Zimbabwe’s economy has stabilised following a decade-long slump after a unity government formed by rivals President Robert Mugabe and Prime Minister Morgan Tsvangirai last year adopted the use of multiple foreign currencies.
“The economic recovery remains fragile and domestic and external imbalances are building up. Therefore, significant policy challenges need to be addressed without delay,” the IMF said in a statement after a staff visit to Zimbabwe.
Zimbabwe owes the IMF $140m in arrears and its total external debt is about $6bn.
The IMF said economic policies in Zimbabwe have improved significantly following a decade of decline in the economy, including hyperinflation in 2007-2008.

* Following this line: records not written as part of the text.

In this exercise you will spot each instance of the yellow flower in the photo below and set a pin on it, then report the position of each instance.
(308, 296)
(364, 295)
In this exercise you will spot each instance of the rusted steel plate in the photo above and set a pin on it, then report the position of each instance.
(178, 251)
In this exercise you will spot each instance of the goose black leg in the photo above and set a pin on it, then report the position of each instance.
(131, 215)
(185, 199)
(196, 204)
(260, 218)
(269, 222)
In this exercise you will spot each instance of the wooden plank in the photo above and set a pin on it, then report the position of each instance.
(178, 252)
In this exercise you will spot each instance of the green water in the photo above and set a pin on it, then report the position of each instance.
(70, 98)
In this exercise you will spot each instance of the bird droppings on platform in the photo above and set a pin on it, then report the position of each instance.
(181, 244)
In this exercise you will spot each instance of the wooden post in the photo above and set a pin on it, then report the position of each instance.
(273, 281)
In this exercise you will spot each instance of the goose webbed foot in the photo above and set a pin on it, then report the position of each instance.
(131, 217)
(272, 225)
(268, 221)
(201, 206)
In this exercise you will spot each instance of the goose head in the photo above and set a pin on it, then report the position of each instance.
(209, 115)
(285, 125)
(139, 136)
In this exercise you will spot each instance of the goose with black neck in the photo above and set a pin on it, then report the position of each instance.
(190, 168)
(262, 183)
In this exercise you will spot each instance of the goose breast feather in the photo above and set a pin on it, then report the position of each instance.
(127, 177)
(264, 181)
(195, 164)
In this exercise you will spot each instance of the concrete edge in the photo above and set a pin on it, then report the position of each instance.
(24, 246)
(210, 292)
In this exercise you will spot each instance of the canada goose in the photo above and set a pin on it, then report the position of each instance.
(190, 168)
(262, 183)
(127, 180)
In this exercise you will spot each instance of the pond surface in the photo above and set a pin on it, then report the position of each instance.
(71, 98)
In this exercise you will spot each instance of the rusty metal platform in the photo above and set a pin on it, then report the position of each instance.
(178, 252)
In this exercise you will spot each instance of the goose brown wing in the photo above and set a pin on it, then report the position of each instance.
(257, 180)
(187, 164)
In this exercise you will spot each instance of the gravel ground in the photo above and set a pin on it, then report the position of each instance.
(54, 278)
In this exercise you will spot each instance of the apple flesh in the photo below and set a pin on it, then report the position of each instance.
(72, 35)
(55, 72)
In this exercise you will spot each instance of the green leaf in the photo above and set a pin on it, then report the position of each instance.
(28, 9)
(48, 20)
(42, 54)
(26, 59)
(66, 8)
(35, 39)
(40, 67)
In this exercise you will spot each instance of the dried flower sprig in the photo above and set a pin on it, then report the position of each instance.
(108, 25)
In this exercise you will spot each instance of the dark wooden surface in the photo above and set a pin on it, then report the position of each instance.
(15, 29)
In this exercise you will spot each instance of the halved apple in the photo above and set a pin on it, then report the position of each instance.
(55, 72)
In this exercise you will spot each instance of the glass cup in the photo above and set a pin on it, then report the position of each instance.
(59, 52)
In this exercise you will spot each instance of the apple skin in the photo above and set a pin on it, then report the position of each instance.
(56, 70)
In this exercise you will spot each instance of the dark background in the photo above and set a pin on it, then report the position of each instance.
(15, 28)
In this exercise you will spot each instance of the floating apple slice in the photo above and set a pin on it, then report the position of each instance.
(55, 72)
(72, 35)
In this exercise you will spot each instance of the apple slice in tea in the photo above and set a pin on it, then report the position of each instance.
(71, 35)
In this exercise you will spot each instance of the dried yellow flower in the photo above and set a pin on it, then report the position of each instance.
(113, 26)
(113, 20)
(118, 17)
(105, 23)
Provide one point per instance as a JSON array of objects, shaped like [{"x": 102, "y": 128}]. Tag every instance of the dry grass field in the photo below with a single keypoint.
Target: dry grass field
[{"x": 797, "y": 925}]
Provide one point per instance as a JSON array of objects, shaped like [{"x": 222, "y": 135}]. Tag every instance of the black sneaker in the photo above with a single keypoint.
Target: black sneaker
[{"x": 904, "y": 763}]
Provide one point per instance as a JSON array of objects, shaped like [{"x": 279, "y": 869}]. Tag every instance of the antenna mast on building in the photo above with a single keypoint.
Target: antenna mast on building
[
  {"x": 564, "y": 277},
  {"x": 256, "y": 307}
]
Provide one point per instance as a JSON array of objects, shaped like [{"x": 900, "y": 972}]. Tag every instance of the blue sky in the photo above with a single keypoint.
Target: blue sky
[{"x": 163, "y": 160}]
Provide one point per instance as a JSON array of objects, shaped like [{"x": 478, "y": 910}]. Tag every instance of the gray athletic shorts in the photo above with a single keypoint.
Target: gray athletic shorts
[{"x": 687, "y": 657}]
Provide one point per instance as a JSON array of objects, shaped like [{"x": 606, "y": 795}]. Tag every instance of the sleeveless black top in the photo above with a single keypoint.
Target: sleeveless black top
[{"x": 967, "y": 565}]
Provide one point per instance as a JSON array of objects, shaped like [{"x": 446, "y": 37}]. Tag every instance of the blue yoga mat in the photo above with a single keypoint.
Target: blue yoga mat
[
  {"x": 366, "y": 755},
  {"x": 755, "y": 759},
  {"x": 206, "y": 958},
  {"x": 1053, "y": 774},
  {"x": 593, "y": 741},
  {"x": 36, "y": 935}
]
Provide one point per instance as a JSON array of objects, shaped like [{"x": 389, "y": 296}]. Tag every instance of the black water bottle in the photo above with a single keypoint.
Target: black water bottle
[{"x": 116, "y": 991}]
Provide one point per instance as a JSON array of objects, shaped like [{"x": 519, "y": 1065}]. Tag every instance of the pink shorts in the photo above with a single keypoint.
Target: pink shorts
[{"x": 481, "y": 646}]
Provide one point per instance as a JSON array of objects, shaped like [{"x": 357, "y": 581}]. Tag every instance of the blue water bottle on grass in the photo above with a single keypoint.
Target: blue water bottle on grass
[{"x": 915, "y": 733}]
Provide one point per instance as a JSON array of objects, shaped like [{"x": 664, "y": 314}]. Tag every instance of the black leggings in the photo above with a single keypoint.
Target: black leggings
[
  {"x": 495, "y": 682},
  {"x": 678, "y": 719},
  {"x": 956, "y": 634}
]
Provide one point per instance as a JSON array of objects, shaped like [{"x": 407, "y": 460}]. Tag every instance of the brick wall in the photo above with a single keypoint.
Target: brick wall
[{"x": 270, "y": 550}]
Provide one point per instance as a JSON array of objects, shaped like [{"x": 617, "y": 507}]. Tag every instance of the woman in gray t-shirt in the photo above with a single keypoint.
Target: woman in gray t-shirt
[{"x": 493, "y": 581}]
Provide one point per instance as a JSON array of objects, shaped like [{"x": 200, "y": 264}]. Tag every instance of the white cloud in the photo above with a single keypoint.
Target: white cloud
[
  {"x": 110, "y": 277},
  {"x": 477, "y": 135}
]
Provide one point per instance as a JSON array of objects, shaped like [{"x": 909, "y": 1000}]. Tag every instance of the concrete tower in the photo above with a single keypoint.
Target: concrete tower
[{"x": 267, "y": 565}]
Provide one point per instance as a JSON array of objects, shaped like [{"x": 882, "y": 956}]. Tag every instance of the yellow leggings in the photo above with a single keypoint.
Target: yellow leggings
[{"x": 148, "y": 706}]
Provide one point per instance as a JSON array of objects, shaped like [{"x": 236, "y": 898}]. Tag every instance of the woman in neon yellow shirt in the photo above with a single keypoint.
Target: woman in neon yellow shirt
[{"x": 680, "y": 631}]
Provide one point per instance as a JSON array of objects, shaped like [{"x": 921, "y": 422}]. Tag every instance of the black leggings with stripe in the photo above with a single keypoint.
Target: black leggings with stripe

But the government’s wage bill needed to be reduced and budgetary expenditures to be better prioritised.
“The government needs to ensure that sufficient budgetary allocations are made to critically important infrastructure rehabilitation projects and social programmes supporting vulnerable groups while maintaining a fiscal stance consistent with macroeconomic stability,” the IMF statement said.
It said banking sector risks were rising and this should be mitigated by prudential measures.
Central bank governance also needed to be improved, including the appointment of a Reserve Bank of Zimbabwe governing board and a reduced central bank operating budget which should focus on core activities.